6. Hukuk Dairesi Esas No: 2011/12893 Karar No: 2012/1783 Karar Tarihi: 09.02.2012
Yargıtay 6. Hukuk Dairesi 2011/12893 Esas 2012/1783 Karar Sayılı İlamı
Özet:
Sulh Hukuk Mahkemesinde görülen ortaklığın giderilmesi davasında, davalılardan biri tarafından temyiz edilen kararın gerekçesi, Tebligat Kanunu'nun 35. maddesi gereği yapılan tebligatın usulsüz olduğu gerekçesiyle geri çevrildiği belirtilmiştir. Yeni Tebligat Kanunu'nun 10. maddesi uyarınca tebligat, tebliğ yapılacak kişinin bilinen en son adresinde yapılması gerektiği, ancak adres kayıt sisteminde bulunan yerleşim yeri adresi de bilinmiyorsa tebligatın o adrese yapılması gerektiği belirtilmiştir. Ancak, adres kayıt sisteminde adresleri tespit edilebilen taraflara Tebligat Kanunu'nun 35. maddesi gereği tebligat yapılamayacağı ifade edilmiştir.

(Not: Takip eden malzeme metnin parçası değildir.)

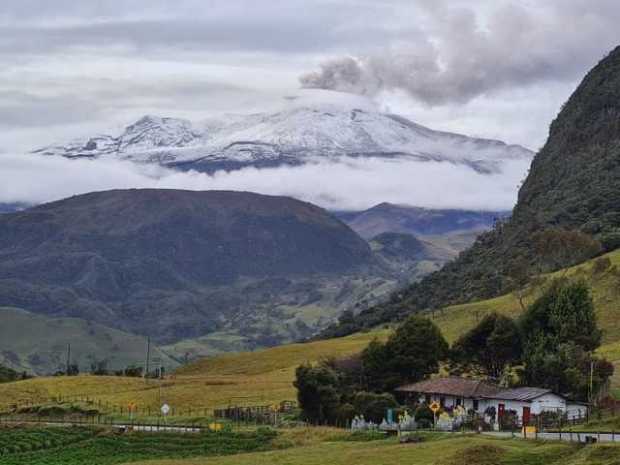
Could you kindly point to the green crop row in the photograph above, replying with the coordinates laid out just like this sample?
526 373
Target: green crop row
109 448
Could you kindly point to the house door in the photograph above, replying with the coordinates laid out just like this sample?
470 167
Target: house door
500 413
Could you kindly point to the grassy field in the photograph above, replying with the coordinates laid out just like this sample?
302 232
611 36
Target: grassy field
38 344
265 376
78 446
248 378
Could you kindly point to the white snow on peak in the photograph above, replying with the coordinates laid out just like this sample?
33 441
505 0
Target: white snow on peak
309 126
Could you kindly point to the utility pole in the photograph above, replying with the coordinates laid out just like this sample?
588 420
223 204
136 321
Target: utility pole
148 356
591 381
68 358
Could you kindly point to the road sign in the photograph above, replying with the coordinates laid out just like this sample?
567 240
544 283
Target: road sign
165 409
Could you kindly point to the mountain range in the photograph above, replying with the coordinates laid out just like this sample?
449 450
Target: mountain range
293 136
199 272
387 217
573 186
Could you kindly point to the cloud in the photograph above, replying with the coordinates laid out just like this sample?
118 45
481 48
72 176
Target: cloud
350 184
463 55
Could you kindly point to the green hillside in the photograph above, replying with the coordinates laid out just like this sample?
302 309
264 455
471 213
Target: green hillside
573 185
266 376
38 344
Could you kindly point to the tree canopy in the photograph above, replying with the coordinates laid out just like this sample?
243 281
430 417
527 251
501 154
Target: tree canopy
489 347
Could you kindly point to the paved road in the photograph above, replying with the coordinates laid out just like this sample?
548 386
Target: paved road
567 436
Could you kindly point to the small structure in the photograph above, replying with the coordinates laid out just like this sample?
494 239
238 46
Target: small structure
481 397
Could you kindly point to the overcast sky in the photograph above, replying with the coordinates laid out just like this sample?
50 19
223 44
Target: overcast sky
490 68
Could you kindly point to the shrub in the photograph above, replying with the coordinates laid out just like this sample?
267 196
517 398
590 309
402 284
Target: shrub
373 406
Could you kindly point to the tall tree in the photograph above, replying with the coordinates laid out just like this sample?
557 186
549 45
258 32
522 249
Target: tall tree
560 335
563 314
411 354
489 347
317 392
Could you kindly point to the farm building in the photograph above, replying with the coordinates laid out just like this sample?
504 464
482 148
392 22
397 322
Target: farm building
479 395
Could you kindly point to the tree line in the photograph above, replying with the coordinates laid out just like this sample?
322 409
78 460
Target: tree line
551 345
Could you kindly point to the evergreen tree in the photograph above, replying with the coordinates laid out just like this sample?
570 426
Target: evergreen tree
489 347
411 354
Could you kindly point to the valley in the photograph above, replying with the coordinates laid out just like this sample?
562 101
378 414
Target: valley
265 377
202 272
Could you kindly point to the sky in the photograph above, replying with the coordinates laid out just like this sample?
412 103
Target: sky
489 68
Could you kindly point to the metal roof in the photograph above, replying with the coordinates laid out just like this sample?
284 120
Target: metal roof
453 386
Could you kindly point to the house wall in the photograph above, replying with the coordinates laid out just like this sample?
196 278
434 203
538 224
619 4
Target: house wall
548 402
451 401
576 411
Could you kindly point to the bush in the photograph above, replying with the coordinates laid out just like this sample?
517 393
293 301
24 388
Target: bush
601 265
344 414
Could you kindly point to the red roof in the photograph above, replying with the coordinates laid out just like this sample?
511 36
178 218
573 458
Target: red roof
453 386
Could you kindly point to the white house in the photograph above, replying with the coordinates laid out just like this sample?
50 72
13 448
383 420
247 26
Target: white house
479 395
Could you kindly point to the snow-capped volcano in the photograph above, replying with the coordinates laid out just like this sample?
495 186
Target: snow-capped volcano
295 135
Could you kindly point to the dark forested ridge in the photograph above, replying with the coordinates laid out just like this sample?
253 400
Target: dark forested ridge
573 185
167 262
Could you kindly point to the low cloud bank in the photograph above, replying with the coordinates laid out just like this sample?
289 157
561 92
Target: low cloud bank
347 184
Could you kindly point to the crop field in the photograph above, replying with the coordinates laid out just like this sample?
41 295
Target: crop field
248 378
297 446
452 450
79 446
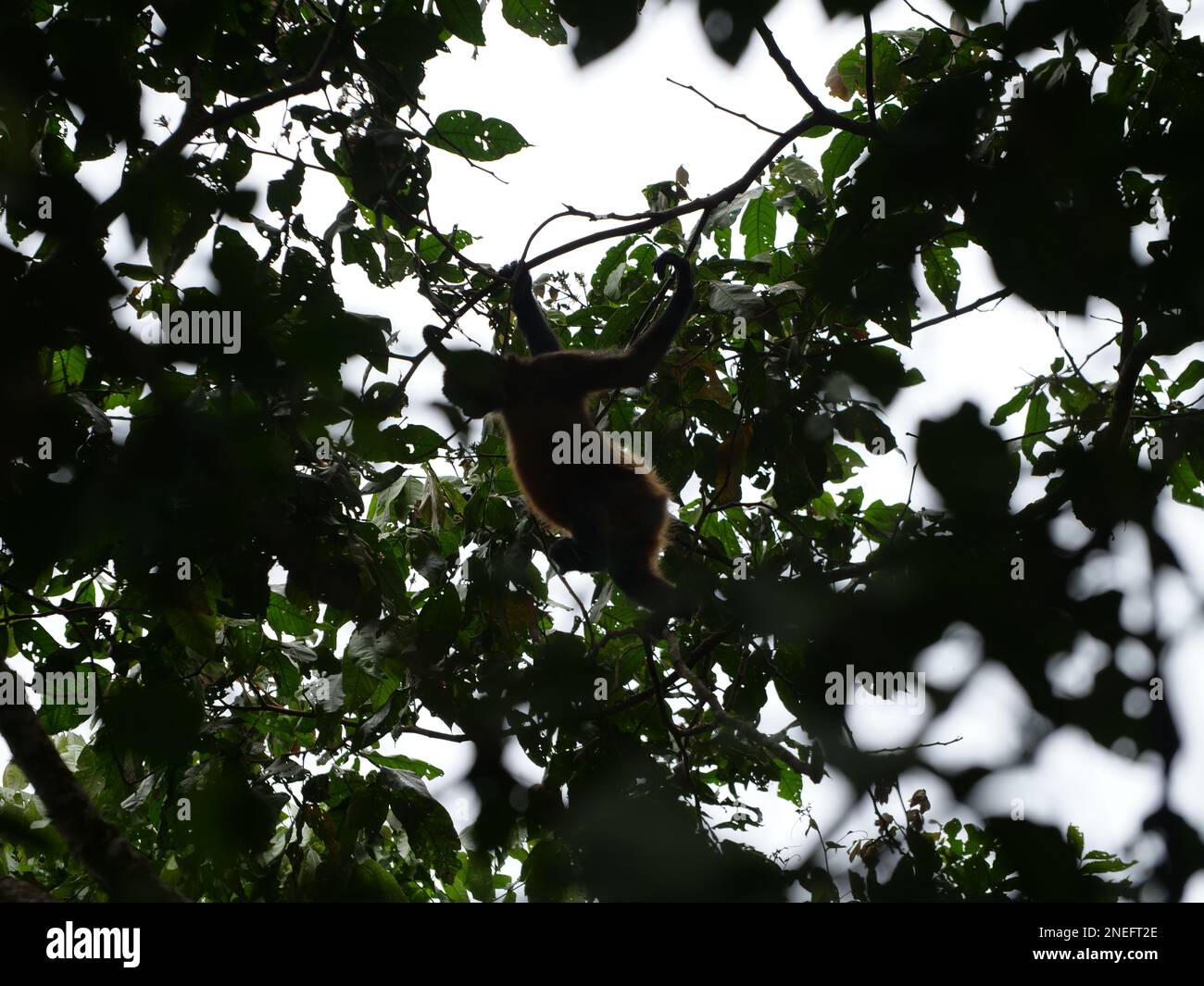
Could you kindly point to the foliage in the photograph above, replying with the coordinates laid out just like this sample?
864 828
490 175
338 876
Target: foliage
244 726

(Kapatılan) 6. Hukuk Dairesi 2011/12893 E. , 2012/1783 K.
"İçtihat Metni"
MAHKEMESİ :Sulh Hukuk Mahkemesi DAVA TÜRÜ : Ortaklığın giderilmesi
Mahalli mahkemesinden verilmiş bulunan yukarıda tarih ve numarası yazılı ortaklığın giderilmesi davasına dair karar, davalılardan ... tarafından süresi içinde temyiz edilmiş olmakla, dosyadaki bütün kağıtlar okunup gereği görüşülüp düşünüldü. Tebligat Kanunun"da 6099 Sayılı Yasa ile değişikliğe gidilmiştir. 19.01.2011 tarihinde yürürlüğe giren değişiklikle Tebligat Kanununun 10. maddesi "Tebligat, tebliğ yapılacak şahsa bilinen en son adresinde yapılır. Şu kadar ki; kendisine tebliğ yapılacak şahsın müracaatı veya kabulü şartıyla her yerde tebligat yapılması caizdir. (Ek fıkra:11.01.2011 - 6099 S.K./3.mad.) Bilinen en son adresin tebligata elverişli olmadığının anlaşılması veya tebligat yapılamaması halinde, muhatabın adres kayıt sisteminde bulunan yerleşim yeri adresi, bilinen en son adresi olarak kabul edilir ve tebligat buraya yapılır." hükmünü, T.K."nun 21/2. maddesi (Ek fıkra:11.01.2011 - 6099 S.K./5.mad) gösterilen adres muhatabın adres kayıt sistemindeki adresi olup, muhatap o adreste hiç oturmamış veya o adresten sürekli olarak ayrılmış olsa dahi, tebliğ memuru tebliğ olunacak evrakı, o yerin muhtar veya ihtiyar heyeti azasından birine veyahut zabıta amir veya memurlarına imza karşılığında teslim eder ve tesellüm edenin adresini ihtiva eden ihbarnameyi gösterilen adresteki binanın kapısına yapıştırır. İhbarnamenin kapıya yapıştırıldığı tarih, tebliğ tarihi sayılır." T.K."nun 35/2. maddesi "Adresini değiştiren kimse yenisini bildirmediği ve adres kayıt sisteminde yerleşim yeri adresi de tespit edilemediği takdirde, tebliğ olunacak evrakın bir nüshası eski adrese ait binanın kapısına asılır ve asılma tarihi tebliğ tarihi sayılır." hükümlerini içermektedir. Açıklanan yasa hükmüne göre, adres kayıt sisteminde adresleri tespit edilebilen taraflara Tebligat Kanunu 35. maddesine göre tebligat yapılması yerinde değildir. Olayımıza gelince; gerekçeli karar, ..."e Tebligat Yasasının 35. maddesine göre yapılmış olup, tebligat 6099 Sayılı Yasanın yürürlüğe girmesinden sonra yapılmış olması nedeni ile usulsüzdür. Gerekçeli kararın adı geçen davalının, kimlik bilgilerine göre adres kayıt sistemindeki son adresi tespit edilerek, tespit edilen adresine tebliğ edilmesi, tebliğ belgesinin dosyasına konulması, temyiz süresinin beklenilmesi, ondan sonra inceleme yapılmak üzere gönderilmesi için dosyanın mahalline GERİ ÇEVRİLMESİNE, 09.02.2012 tarihinde oybirliğiyle karar verildi.